From 1927 to 1929, Sakai served on Japan's delegation to League of Nations. On his return to Japan, he was given command of the IJA 22nd Infantry Regiment from 1929 to 1931 and served as an instructor at the Army War College from 1931 to 1934. He was Commandant of the Imperial Japanese Army Academy from 1934 to 1936.

In 1936, Sakai was appointed commander of the IJA 24th Infantry Brigade, and was assigned to China with tensions rising in the prelude to the Second Sino-Japanese War. From 1937 to 1938, he was commander of the IJA 1st Independent Mixed Brigade under the Kwantung Army, which participated in Operation Chahar to seize Chahar Province from China. This brigade, with 744 vehicles, consisted of two tank battalions, a mechanized infantry regiment, field artillery, and engineering battalion, and was Japan's first mechanized brigade. However, during the Chahar campaign, the brigade was split into numerous small detachments for infantry support and was unable to achieve its full potential as an assault brigade. The small detachments suffered extensive damage and Sakai was in frequent conflict with the chief of staff of the Kwantung Army, Genera; Hideki Tojo over the strategy which the Kwantung army headquarters dictated. After the end of the operation, the brigade was dissolved and Sakai was transferred to rear echelon operations as commander of the IJA 7th Depot Division in 1938 and the IJA 109th Division in 1939.

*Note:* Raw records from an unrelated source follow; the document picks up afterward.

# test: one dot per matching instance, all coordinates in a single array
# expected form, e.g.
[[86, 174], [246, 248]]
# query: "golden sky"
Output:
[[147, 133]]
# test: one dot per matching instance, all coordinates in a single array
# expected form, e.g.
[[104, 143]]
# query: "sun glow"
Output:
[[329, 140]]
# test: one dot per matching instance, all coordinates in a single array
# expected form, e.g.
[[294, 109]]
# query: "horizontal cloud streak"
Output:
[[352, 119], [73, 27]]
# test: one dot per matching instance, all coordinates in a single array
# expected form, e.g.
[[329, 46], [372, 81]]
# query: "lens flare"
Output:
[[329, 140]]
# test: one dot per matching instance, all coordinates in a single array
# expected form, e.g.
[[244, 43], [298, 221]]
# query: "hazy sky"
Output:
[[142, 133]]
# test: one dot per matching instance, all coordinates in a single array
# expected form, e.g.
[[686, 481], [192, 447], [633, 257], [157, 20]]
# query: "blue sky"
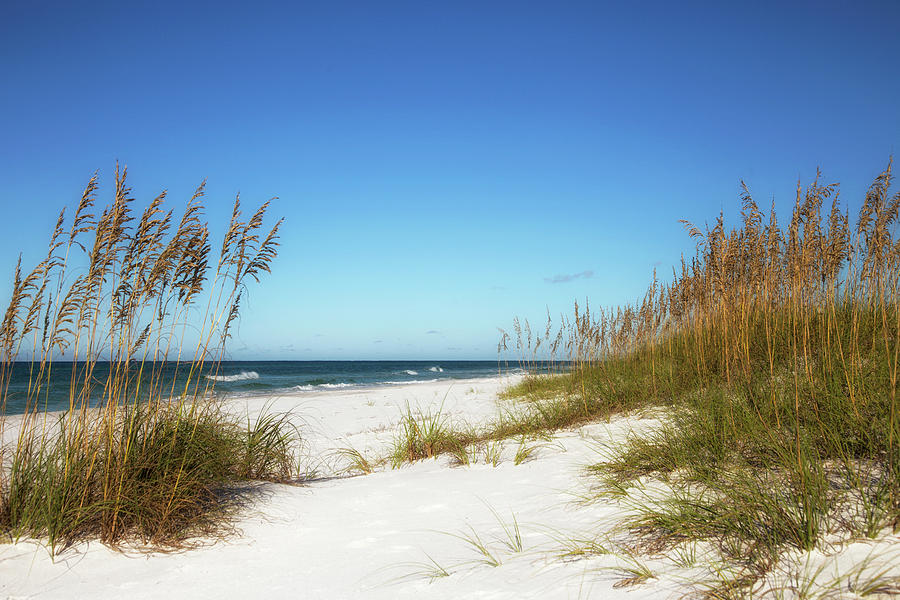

He retired from active service in 1940. During the final stages of the Pacific War, he was recalled to active duty, but served in an advisory capacity to the Army General Staff from November 1943. Although not a member of the Imperial Way Faction, he had close ties to Genera Heisuke Yanagawa and provided information to Fumimaro Konoe and others who were attempting to remove Prime Minister Hideki Tojo from power.

After the end of the war, he worked as a professor at Ritsumeikan University, where he was known for his thesis on French President Georges Clemenceau and for war theory and strategy.